Saturday, May 29, 2021

Dirty, cold and wet, Thirty Roubaix

The weather boffins predicted a break in the rainy weather on Saturday around 3 PM and Mike and I were batting around different ride ideas earlier in the day but didn't come to any conclusions. I started rebuilding the CAADX and just happened to check my phone at 2:45 PM and discovered that Mike and Marshall decided to do a gravel ride from the Roxbury Market at 3:15 PM.  I told them I would meet them and got hopping.  Roxbury Market is a 10 to 15 minute drive from my house.

I threw on a pair of bib shorts, a long sleeve base layer and a long sleeve jersey, grabbed a vest and my cycling rain jacket and drove like a bat out of hell to the Market only to get stuck behind someone on the road to Bridgewater who decided they should drive the speed limit the entire way to Route 67.  I got to the Market at 3:15 and was rolling in 10. I love that I live so close to some of the best dirt road riding in the State of Connecticut.

Mike said he wanted to ride up Walker Brook Road and I suggested that we climb Judd's Bridge since the climb would really warm us up seeing that it was 45 degrees out. Mike argued that we agreed to keep this ride Gabby, meaning avoiding all unnecessary climbing.

I argued that you cannot ignore Judd's Bridge - it's this area's signature climb so Mike gave in and up we went.  We quickly lost sight of Marshall, but what do you expect from a 23 year old with puppy dog energy and by mid hill I was sweating and wishing I had taken my rain jacket off before tackling this hill. At the top of the climb, the snivel gear came off.

We descended Hartwell Road and then started riding up Walker Brook. All the recent rain and it's flatter terrain made the road a lot softer and harder to ride.

By the time we got down to Wheaton, we saw that Marshall's rear tire was getting mushy and stopped to fix it. He brought everything to make the repair except for a tube. Mike and I both ride with 2 tubes each so that wasn't going to be a problem.

Unfortunately, a 10 gram CO2 cartridge didn't give Marshall the inflation pressure he was looking for so after the Whittlesey climb we stopped at The Money Shot overlook to fuel up and put some more air in his tire using my mini road pump.

It took a village to get the tire inflated to his satisfaction.

The Money Shot is much better with sun but today's bike porn picture of the Sex Machine turned out pretty nicely.

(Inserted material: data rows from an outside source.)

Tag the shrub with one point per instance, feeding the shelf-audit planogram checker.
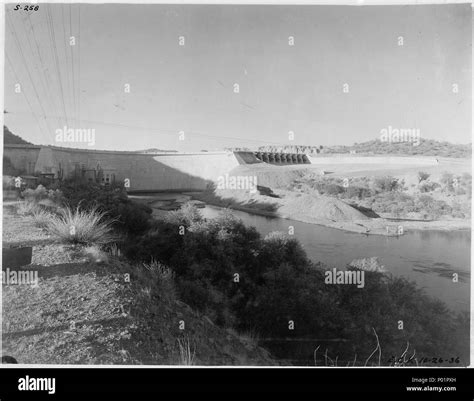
(26, 208)
(357, 192)
(82, 227)
(186, 215)
(41, 218)
(428, 186)
(386, 184)
(422, 176)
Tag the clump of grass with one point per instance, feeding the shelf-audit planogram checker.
(186, 354)
(41, 218)
(88, 227)
(95, 254)
(163, 280)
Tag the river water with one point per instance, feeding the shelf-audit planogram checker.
(430, 258)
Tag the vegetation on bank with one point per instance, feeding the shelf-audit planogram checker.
(254, 284)
(428, 199)
(426, 147)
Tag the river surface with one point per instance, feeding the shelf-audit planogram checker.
(430, 258)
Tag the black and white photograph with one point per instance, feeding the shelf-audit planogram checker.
(237, 185)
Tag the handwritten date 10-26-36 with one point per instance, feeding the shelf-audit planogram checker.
(27, 7)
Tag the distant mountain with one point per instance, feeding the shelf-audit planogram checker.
(9, 138)
(426, 147)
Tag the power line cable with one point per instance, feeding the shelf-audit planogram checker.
(12, 68)
(52, 33)
(25, 63)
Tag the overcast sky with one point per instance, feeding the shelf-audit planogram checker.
(282, 88)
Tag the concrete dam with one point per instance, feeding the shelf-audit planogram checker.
(148, 172)
(140, 171)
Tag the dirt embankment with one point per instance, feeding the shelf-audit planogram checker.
(310, 207)
(86, 310)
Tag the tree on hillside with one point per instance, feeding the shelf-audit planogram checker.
(9, 138)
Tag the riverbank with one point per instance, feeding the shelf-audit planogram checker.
(91, 307)
(296, 206)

Then we rode down into Romford and picked up the Shepaug Railroad bed heading south.  

It was a mixed bag. Standing water on some of the trail, dry in others, a few big puddles that riding through having fenders on made it easy and some mud in the usual places. I ended up mired to the axles at one point but was able to put a foot down on solid ground and extract the bike. Since I was at the back, Mike and Marshall disappeared and I finally caught up with them at the parking lot.

We made our way through Washington Depot and then over to Steep Rock.  As in Hidden Valley, Steep Rock was totally empty and we only saw two groups of people.

The entrance to the tunnel was less muddier than I expected

We stopped for a quick selfie and then pushed on. Making the transition from the railroad bed to the little singletrack connector to the access road I stalled out and fell hitting my elbow and hip but it didn't really hurt and my ego was more bruised than anything because I usually clean this section.

Back at Judd's Bridge we lined up our bikes for a picture.  Apparently there are some rules about photographing your bike. I was made aware of one of these rules while on my Jackson Hole Gravel Adventure but wasn't aware of the full extent:

Make your bike photogenic.When photographing your bike, gussy her up properly for the camera. Some parameters are firm: valve stems at 6 o’clock. Cranks never at 90 or 180 degrees. Others are at your discretion, though the accepted practices include putting the chain on the big dog, and no bidons in the cages.